I think it's perfectly reasonable for a downstream user to run tests of their dependencies. If a library seems to misbehave in your environment, why not just run cargo test -p dep_name to see if its tests catch anything unusual? Cloning the repository and checking out the correct version manually is far less convenient (it'd be nice to have a tool that does that automatically based on vcs_info file). So if the crate's tests don't need large files, I'd prefer if they were included in the published package.

3 Likes

Thank you! If I'm interpreting the full report right, it looks like these are the results:

  • 119569 crates were tested in total.
  • 67834 passed their test suites.
  • 29397 failed to build.
  • 11786 were "broken" and the build could not be initiated. It seems that these are mostly because of either a missing Cargo.toml, a Cargo.toml syntax error, or because an attempt to clone a private github repository failed.
  • 3328 are classified as "error". These also seem to be repository cloning failures; perhaps because the repo was removed (as opposed to made private).
  • 6186 failed their test suites.
  • 494 fell into a variety of minor categories such as skipping tests, etc.

6186 out of 119569 building successfully but then p̶a̶s̶s̶i̶n̶g̶ [edit] failing tests is 5.17%. @bjorn3, I think this illustrates that while many portability issues may be caught at compile time, actually running tests in the destination environment remains of critical importance.

This was on Linux, BTW. I would expect the results to degrade futher on other operating systems.

Because of portability concerns, developer mistakes, spooky random failures, and more. What works on the developer's system may not work on the user's system.

  • different version of Rust
  • different operating system
  • different non-Rust/Cargo dependencies
  • different networking configuration
  • different file system layouts
  • an accidentally committed dependency on some local file which is not bundled in the release
  • glitches when generating the release package
  • a heisenbug which manifests randomly once out of every 256 test runs
  • ...

The current time crate, 0.2.23, is 64.9 kB. When determining whether to trade off software reliability for bandwidth in the wider ecosystem, absolute size matters more than relative size because absolute size is what ultimately determines how many users experience bandwidth-related issues.

As the Crater report illustrates, around 10% of crates specify repository locations that are unreachable at time of testing.

It's not reasonable to expect that authors will host external resources such as repositories in perpetuity. It is reasonable to encourage authors to bundle their test files in their canonical release packages, and then to archive those packages in perpetuity.

3 Likes

Someone would have to manually verify why at least some tests failed. Perhaps, the crate documented to fail on specific platforms/configurations?

Yes, that's also my take away from the discussion so far.

Crates can be cached aggressively, so as long as the size stays below, say, 1 MB, then I think it's fine to bundle a few test files.

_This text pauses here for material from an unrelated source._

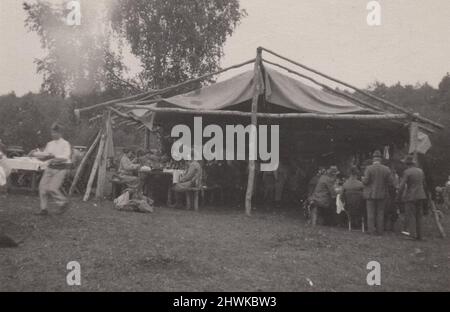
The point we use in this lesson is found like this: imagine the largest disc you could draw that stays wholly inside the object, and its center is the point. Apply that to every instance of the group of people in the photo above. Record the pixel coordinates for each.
(58, 157)
(379, 191)
(372, 199)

I'll exclude the demo programs in the examples/ folder since it seems nobody will ever run those.

I took a quick look at several of the failed tests. Almost all tests looked like they failed because they were broken. There was also a spurious network error. rayon_logs failed because of a read-only file system. Nothing seemed to have been caused by portability issues.

1 Like

Isn't that the issue?

Whether the tests were passing in the developer's environment at the time the crate was published and the breakage occurred because of some delta between that developer environment and the destination environment, or whether the tests were failing in the developer's environment at the time the crate was published, you still needed to run tests in the destination environment to find out that the crate was broken.

In other words, although it may be true for you that "In my experience almost all crates either work fine on all platforms, or use platform dependent functions and thus completely fail to compile even before running any tests", that experience does not generalize to all users. Excepting glitches causing occasional spurious test failures, around 5% of the crates in this Crater run compiled successfully, yet do not "work fine".

(Kudos to the crate authors for writing the tests in the first place so that their brokenness is discoverable!)

It makes sense that many portability issues cause build-time failures for a statically typed language like Rust. Perhaps it would have been helpful if I emphasized the limitations of the typing system upthread instead of portability. You still need tests to catch logical errors.

1 Like